Without a shadow of a doubt, and I'd state that 75% of the people who I know who have marched today would also agree with the above.
You will always have an element of road staff/nurses etc vs management, but having worked in management before a career change to become a Paramedic I would like to think I have a slightly better view of things.
We have such a massive amount of non front line staff in the service, it really is obscene. A lot are obviously required and have important roles in running the service, but the amount of people who are on £50k+ and then £70k+ is jaw dropping. All the while new front line Paramedic are on £22k. Yes some will more than justify their large wages, but I could hazard a ratio of 5:1 aren't.
The labour government also handed a blank cheque for the whole of the UK's ambulance services to set up HART teams( Hazard's Area Response Team ). The funding is from the government, and they have all the latest kits, some 30-40 of them trained in the US of A, brand new kitted Nissans and Defenders. Of course all the staff that got the jobs where the fittest and best the service had to offer.
So in a act of pure brilliance, due to the fact they are more or less ready for a terrorist act, they don't do very much. Initially ours sat on a brand new HART only station, doing nothing much. Kept vehicles clean and trained on equipment, all the while the rest of the service is on near breaking point.
After a couple of months of unrest, they now have to do a couple on the road shifts in their fancy new 4x4 Volvos every three rota weeks. But that still leaves a team of six staff ready to go just in case of a specialist emergency 24/7 on station. That means around £210k a year of wages paid for by the government for not doing much ( that without taking into account the team leaders and the management in the HART structure ). The concept is brilliant, but can we justify the cost? These staff could be out on the road and could be recalled if anything was to happen, maybe with say a 30min extra delay.

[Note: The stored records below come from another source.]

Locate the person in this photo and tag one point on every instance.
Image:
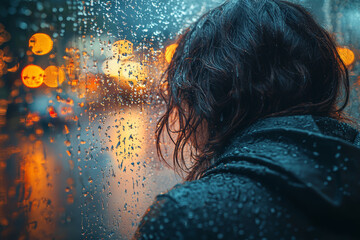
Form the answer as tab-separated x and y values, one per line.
255	97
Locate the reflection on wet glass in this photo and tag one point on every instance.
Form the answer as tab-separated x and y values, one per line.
78	106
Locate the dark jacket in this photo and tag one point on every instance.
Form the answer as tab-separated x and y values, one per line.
294	177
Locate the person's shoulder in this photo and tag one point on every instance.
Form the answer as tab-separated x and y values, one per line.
200	208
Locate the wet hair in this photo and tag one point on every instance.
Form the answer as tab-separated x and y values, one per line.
240	62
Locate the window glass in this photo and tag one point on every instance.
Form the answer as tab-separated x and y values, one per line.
79	104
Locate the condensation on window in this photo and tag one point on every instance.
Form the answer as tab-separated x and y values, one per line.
79	104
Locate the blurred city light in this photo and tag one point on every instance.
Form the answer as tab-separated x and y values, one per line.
54	76
40	43
32	76
170	51
346	55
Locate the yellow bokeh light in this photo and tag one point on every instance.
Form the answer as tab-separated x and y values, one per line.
346	55
170	51
32	76
40	43
123	48
133	72
54	76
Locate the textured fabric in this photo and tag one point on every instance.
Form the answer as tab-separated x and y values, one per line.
294	177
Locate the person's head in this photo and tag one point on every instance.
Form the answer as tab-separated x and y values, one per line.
243	61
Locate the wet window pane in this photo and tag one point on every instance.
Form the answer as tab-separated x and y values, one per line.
79	104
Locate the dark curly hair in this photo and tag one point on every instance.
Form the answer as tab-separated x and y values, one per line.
243	61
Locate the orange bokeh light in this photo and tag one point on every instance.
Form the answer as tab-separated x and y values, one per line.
133	74
123	48
40	43
32	76
346	55
169	52
54	76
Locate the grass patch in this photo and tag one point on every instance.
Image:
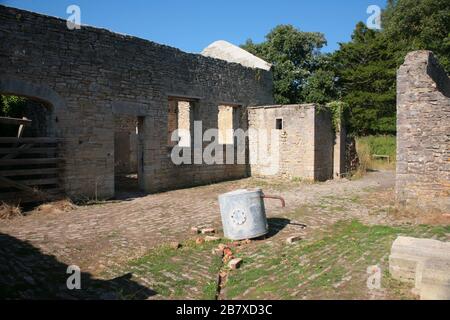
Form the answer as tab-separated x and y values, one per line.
368	146
331	267
188	272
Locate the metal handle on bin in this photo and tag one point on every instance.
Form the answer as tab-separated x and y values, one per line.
283	203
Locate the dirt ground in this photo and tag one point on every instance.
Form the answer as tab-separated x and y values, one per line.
121	246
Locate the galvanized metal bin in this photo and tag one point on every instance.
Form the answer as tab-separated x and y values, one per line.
243	214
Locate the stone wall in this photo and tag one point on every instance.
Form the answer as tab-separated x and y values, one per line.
423	133
88	75
306	141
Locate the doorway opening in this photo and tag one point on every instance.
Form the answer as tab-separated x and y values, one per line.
127	154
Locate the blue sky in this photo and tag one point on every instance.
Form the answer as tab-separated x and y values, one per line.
193	24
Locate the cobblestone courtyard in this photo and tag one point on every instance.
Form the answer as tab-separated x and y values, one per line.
122	246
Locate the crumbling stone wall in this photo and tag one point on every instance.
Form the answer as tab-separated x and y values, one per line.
423	133
306	140
88	75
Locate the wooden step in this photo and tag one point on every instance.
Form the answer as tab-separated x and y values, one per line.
13	162
24	197
29	150
30	140
29	172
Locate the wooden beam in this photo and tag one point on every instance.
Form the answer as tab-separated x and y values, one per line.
24	197
15	153
28	172
13	162
16	121
29	150
30	140
20	186
38	182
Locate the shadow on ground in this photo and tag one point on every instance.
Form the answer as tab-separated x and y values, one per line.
27	273
278	224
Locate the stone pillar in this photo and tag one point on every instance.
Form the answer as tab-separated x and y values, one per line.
423	126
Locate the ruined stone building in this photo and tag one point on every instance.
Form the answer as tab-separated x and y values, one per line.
114	100
309	148
423	133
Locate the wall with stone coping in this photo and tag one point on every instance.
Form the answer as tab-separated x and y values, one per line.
88	75
306	141
423	133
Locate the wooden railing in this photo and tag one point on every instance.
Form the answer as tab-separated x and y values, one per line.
30	169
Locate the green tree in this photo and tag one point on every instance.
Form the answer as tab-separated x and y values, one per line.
295	56
365	69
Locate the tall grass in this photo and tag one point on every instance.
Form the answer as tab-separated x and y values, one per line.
368	146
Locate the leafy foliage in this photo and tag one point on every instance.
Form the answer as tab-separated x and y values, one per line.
12	106
295	56
366	71
362	73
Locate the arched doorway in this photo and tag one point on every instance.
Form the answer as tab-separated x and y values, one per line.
30	153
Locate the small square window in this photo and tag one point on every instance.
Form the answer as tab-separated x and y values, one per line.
279	124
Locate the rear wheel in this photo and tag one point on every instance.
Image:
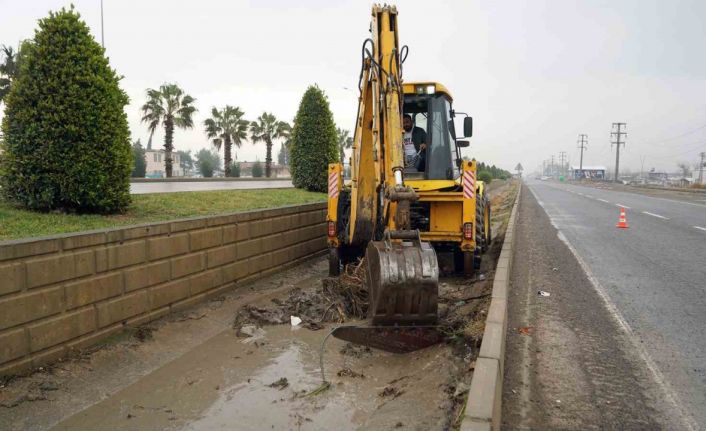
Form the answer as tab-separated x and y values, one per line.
487	232
469	266
334	262
481	238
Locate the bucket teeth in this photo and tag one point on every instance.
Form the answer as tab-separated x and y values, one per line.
389	338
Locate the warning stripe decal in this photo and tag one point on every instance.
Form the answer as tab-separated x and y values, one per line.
469	184
333	185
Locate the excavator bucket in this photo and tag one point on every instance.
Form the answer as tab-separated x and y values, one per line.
402	279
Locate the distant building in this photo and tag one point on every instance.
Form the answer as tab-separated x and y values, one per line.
278	171
588	172
658	177
155	164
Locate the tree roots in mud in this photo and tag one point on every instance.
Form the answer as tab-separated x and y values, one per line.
342	298
336	301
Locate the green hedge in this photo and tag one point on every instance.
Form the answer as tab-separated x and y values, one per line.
67	143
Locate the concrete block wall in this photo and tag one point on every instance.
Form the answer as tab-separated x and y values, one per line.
67	292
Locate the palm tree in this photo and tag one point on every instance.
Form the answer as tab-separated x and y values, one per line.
173	108
8	70
344	142
266	129
225	128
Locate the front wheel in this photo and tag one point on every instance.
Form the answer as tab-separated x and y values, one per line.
334	262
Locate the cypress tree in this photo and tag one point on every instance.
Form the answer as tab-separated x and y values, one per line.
313	142
67	143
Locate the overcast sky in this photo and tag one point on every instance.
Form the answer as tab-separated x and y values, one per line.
533	74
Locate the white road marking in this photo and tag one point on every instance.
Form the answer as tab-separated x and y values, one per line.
666	387
655	215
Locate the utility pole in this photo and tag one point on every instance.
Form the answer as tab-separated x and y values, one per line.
583	141
102	38
618	133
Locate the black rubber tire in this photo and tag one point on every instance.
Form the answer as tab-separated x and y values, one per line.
487	232
469	267
334	262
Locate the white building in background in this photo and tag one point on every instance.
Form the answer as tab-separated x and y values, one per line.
155	164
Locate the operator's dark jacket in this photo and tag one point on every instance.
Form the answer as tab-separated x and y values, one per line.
419	137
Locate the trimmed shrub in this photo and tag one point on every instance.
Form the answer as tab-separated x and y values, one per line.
313	142
67	143
257	169
139	164
207	162
485	176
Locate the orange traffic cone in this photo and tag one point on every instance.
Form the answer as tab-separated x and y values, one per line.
622	222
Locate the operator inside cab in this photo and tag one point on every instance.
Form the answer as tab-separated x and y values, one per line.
415	145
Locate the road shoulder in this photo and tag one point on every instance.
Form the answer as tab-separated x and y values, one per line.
568	365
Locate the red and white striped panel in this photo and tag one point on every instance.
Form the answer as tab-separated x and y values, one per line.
469	184
333	185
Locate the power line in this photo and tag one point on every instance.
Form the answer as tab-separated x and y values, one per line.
618	133
583	141
678	136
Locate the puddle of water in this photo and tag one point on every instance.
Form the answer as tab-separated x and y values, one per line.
254	404
223	384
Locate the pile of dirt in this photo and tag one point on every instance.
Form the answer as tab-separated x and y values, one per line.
335	301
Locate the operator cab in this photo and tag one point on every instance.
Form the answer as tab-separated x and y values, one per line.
430	108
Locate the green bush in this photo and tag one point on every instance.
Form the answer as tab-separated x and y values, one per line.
139	164
257	169
485	176
207	162
67	143
313	142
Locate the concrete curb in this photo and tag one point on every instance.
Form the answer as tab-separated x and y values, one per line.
204	180
673	189
484	404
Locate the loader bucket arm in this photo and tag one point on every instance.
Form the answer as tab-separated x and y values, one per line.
402	271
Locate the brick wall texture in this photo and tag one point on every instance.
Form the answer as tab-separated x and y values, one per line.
67	292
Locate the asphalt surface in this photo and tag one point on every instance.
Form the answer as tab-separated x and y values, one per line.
195	186
651	280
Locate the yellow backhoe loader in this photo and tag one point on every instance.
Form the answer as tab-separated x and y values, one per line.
409	196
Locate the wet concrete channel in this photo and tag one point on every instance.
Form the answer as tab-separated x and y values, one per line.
144	187
191	371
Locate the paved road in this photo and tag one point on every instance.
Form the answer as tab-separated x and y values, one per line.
193	186
653	276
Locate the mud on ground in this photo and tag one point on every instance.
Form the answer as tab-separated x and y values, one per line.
198	370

Multiply those costs for one area by all the ambulance services in the UK and it must be a LOT of money. See they've just put up for a HART team in Wales, and now require a Team Trainer :
http://www.jobs.nhs.uk/cgi-bin/vacdetails.cgi?selection=912639081
Once they sort out the top heavy structure and the inefficiency of those in managerial posts, they can come back and look at making cuts to our benefits, our wages and our budgets. But until then, the ones out on the road 12hrs a day, getting abused, dealing with sights people never wish to see, dealing with people in their darkest hour, driving 12 year old Ambulances and having to be apologetic for the time it took to get to them, messing up our bodyclocks week in week out.
Then come back and tell us our pension is going to be cut, even though our bodies can't take another 37 years of the job as it is. Then take £3k a year off us and tell us there's no cost of living for the next three years.
The Mrs works in the council, and they come across even worse!